In mid-December 2005, we sold Briggs & Stratton Corporation (BGG) for a small (.6%) profit. The stock had performed poorly since we bought it last February, and at one point had lost about 20 % of its value. In late October, we talked with the company’s CFO, with a thought toward exercising our long-standing stop-loss policy. After that conversation, we suspected that the company might report a good quarter, based on generator sales after the hurricanes, plus a pricing initiative they had undertaken for 2006 lawn and garden sales. Apparently a few other folks in the market thought so too, because the stock literally rocketed up in December. On the old theory of not looking a gift horse in the mouth, we sold BGG and reclaimed our capital investment. In January, BGG reported a disappointing quarter and the stock has subsequently gone back down.

In late October 2005, we sold Techne Corporation (TECH) for a profit of 54 %. While we still really like this little-known Minneapolis biotech raw-materials supplier (and know them very well), our analysis indicated that it had reached a valuation we felt was unsustainable. We believe we will have a chance to own it again when its valuation is more in line.

In late September, we sold Conagra Inc. (CAG) at a small (3%) loss. Unfortunately, we had seen a nice profit in the stock erode on the basis of disappointing results, and decided that things might get worse before they got better (we were right). Fortunately, we had collected an annual 4.6 % dividend on the stock over the two years we owned it resulting in an overall 2 year total return just over 6%.

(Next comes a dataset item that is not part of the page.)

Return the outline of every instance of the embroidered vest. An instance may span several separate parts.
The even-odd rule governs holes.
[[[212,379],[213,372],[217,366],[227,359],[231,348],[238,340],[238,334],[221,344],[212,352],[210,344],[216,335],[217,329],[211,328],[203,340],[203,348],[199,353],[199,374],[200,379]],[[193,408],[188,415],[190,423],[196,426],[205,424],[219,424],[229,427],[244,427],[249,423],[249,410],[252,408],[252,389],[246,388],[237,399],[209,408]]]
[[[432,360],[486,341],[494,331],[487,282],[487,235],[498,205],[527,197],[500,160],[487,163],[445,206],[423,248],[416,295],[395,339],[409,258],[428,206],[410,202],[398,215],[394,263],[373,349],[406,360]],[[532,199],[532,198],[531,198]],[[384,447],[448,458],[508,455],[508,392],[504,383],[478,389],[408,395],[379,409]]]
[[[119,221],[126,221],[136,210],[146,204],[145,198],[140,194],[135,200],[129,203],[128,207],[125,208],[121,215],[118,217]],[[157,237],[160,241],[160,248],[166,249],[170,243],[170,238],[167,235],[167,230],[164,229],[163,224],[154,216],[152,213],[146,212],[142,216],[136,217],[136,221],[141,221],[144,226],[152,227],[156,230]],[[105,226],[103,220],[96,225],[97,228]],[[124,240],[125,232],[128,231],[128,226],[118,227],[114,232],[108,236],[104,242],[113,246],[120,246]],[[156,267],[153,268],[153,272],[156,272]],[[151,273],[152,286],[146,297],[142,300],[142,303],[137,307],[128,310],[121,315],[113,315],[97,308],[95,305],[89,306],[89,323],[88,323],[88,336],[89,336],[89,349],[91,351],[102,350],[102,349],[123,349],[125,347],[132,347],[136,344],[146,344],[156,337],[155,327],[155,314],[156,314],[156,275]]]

Most of our remaining portfolio is doing quite well, with a few exceptions such as Dell, Wal-Mart and Gap, which all should recover in time. We are holding a little more cash than normal, because of our recent profit-taking, but we are also looking at a few companies we would like to own at the right prices. In the meantime, money market yields have improved considerably and we can afford to wait. In that regard, it still seems likely to us that bond yields should move higher over the next year or so. If and when those yields become as attractive as overall market expectations, we may want to hold a few bonds.